By the fall, HR could have its first officially recognized standard, the first step in a long journey toward standardizing the metrics we all discuss, but interpret and use differently.

Online and available for all practitioners to review is a second draft of a proposed standard for cost per hire. An initial version was posted earlier this year. After getting some 50 comments, the SHRM committee that drafted the standard adopted some of the suggestions, made changes, and now, following the rules of the American National Standards Institute, has reopened the comment period.

Jeremy Shapiro, who lead the 42-member taskforce, explained the latest version has “no substantive changes.” “This version,” he said in an email, “contains tweaks and clarifications based on great feedback…”

Relates only to full time employees

The most significant changes are the inclusion of a definition of sourcing and a note clarifying that the cost per hire standard relates only to full time employees and not fractional hires (FTEs). About sourcing the draft says this: “A subset of the recruiting process, sourcing refers to actions taken to identify potential candidates for employment within the organization.”

Assuming the latest round of comments doesn’t require further changes to the standard, Lee Webster, director of  HR Standards for SHRM, says it could be submitted to ANSI shortly after the close of the comment period June 20.

It will then be up to the standards organization to review the proposal and act to adopt it as an official U.S. standard. That could happen by the fall, Webster says, making the cost per hire standard the first HR metric to become an official U.S. standard.

No practitioner or employer is obligated to follow the standard. Those that do, however, will be able to compare their hiring costs to those of their industry, confident that it’s an apples-to-apples comparison.Even for those who don’t apply the standard rigorously, it will still give them a guide to know what HR practitioners agree should be counted.

“I think people will choose to have a more consistent standard,” Webster says.

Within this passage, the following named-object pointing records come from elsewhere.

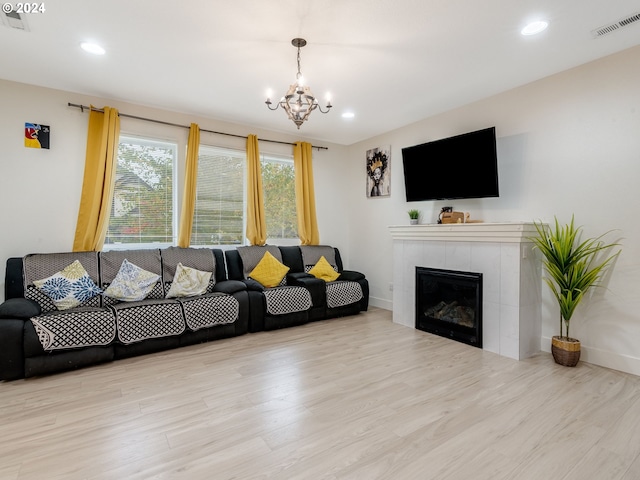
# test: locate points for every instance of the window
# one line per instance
(219, 211)
(278, 181)
(143, 202)
(219, 217)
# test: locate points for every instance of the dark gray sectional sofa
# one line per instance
(36, 338)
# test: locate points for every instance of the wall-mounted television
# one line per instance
(463, 166)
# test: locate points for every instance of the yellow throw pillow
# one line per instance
(324, 270)
(269, 271)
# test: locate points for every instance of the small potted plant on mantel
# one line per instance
(572, 267)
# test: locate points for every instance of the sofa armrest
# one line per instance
(230, 286)
(316, 286)
(351, 275)
(23, 308)
(11, 348)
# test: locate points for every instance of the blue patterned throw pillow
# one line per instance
(70, 287)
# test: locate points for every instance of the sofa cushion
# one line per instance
(286, 300)
(209, 310)
(323, 270)
(189, 282)
(19, 308)
(340, 293)
(269, 271)
(69, 287)
(75, 328)
(132, 283)
(151, 318)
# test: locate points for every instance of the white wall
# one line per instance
(40, 189)
(567, 144)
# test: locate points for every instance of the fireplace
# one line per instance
(449, 304)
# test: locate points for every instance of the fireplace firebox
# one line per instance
(449, 304)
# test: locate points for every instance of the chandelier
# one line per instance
(299, 102)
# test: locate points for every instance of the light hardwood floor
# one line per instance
(350, 398)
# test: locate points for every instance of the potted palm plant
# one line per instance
(572, 267)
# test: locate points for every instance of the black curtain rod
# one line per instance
(82, 107)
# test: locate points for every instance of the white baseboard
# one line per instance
(381, 303)
(603, 358)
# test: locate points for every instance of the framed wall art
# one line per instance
(379, 172)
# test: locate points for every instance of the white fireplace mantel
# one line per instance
(511, 271)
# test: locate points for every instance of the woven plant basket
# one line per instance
(565, 351)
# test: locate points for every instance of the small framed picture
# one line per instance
(36, 135)
(379, 172)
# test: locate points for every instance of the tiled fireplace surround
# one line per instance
(510, 268)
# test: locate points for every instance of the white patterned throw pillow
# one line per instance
(188, 282)
(132, 283)
(69, 287)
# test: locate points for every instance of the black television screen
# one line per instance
(464, 166)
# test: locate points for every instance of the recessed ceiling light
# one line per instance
(93, 48)
(534, 27)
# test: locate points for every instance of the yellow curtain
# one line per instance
(189, 194)
(99, 180)
(256, 223)
(305, 195)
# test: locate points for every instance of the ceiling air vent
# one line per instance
(612, 27)
(14, 20)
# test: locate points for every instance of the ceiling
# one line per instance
(390, 62)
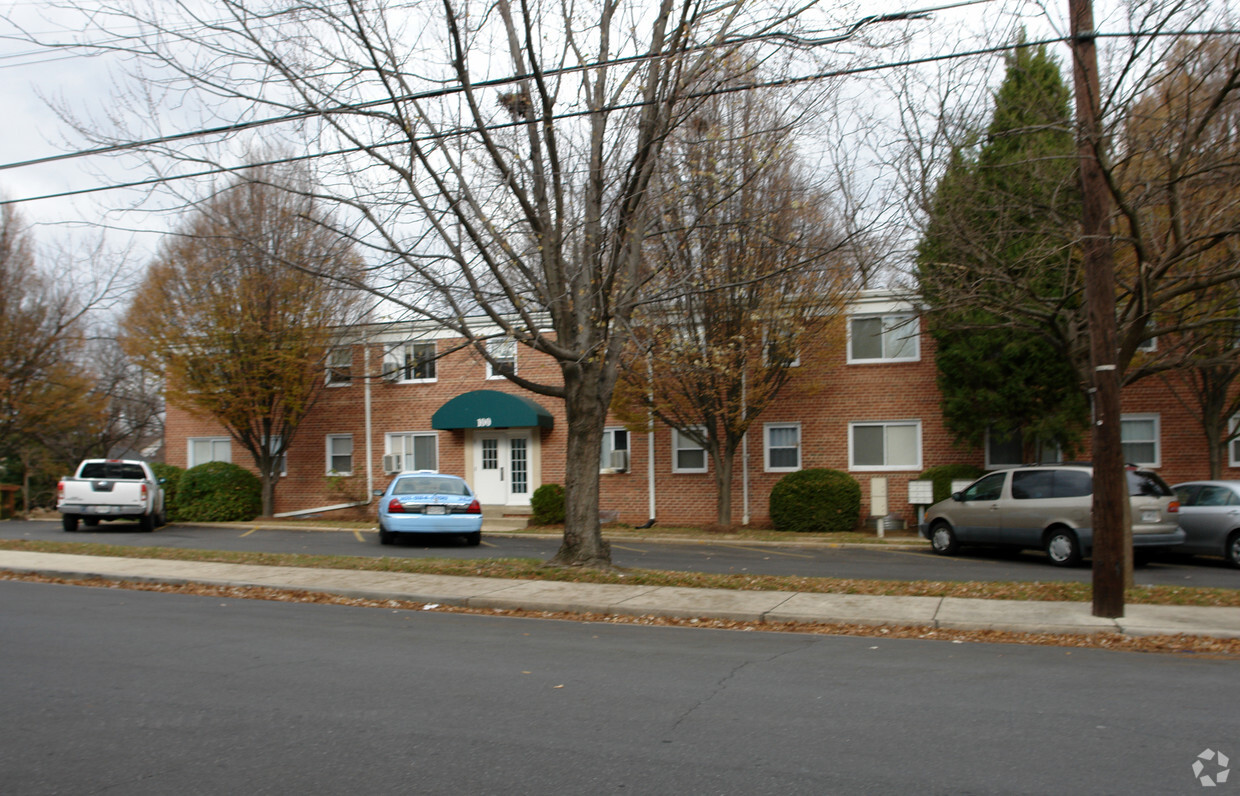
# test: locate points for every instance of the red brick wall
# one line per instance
(823, 397)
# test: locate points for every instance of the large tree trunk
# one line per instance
(588, 393)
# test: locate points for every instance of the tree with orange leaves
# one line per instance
(238, 311)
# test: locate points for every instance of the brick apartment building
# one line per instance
(871, 411)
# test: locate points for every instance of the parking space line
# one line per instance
(766, 549)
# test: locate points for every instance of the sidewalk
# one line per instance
(639, 600)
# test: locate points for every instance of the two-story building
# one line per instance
(409, 397)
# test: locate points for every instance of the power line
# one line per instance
(455, 133)
(448, 91)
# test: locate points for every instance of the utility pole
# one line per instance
(1112, 548)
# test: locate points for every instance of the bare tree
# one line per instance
(753, 268)
(496, 159)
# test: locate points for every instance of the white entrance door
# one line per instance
(501, 468)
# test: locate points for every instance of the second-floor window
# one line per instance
(412, 362)
(883, 337)
(340, 367)
(502, 357)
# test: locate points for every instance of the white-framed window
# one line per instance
(504, 357)
(783, 444)
(1007, 450)
(615, 450)
(417, 450)
(884, 445)
(778, 349)
(1138, 437)
(890, 337)
(280, 466)
(340, 367)
(340, 454)
(412, 362)
(687, 454)
(203, 449)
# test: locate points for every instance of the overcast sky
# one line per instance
(32, 77)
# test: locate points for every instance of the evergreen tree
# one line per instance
(998, 239)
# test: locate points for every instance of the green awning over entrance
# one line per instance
(490, 409)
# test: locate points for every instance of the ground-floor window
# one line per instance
(205, 449)
(1138, 435)
(615, 450)
(340, 454)
(783, 442)
(884, 445)
(416, 450)
(687, 454)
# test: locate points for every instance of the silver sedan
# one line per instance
(1209, 513)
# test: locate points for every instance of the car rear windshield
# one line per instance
(1042, 484)
(1147, 484)
(430, 485)
(112, 471)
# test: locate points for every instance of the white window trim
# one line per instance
(327, 445)
(332, 367)
(387, 443)
(189, 449)
(492, 349)
(1157, 439)
(909, 320)
(909, 468)
(1233, 460)
(766, 446)
(609, 445)
(676, 449)
(404, 357)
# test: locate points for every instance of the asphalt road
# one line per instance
(127, 692)
(986, 566)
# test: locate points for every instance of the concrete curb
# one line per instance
(642, 600)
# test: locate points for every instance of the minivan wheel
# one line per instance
(1063, 549)
(943, 539)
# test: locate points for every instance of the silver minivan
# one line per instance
(1048, 507)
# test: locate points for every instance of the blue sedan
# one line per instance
(429, 502)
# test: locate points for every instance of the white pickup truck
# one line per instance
(110, 489)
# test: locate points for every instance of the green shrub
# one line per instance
(171, 477)
(218, 491)
(548, 505)
(816, 501)
(944, 475)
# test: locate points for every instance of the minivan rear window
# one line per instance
(1147, 484)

First of several standards developed by SHRM committees

The CPH standard is the first of several being developed by various SHRM committees. In the works are standards for job descriptions, diversity and measuring the financial value of a company’s human capital. Developing standards is a long process, but someday, Webster says, there will be a “body of performance standards” measuring HRs effectiveness and giving weight and substance to the pronouncements of corporate HR leaders.

The standards also have the potential to go global. In February, the International Standards Organization (ISO) accepted a plan crafted by SHRM to develop global HR standards. So far, Webster reports, 25 nations are participating in some form in a technical advisory group. Representatives from each participating country will review every standard as it’s proposed. The first one, Webster says, is probably going to be the cost per hire standard.

Interestingly, Iran has expressed an interest in participating, Webster says.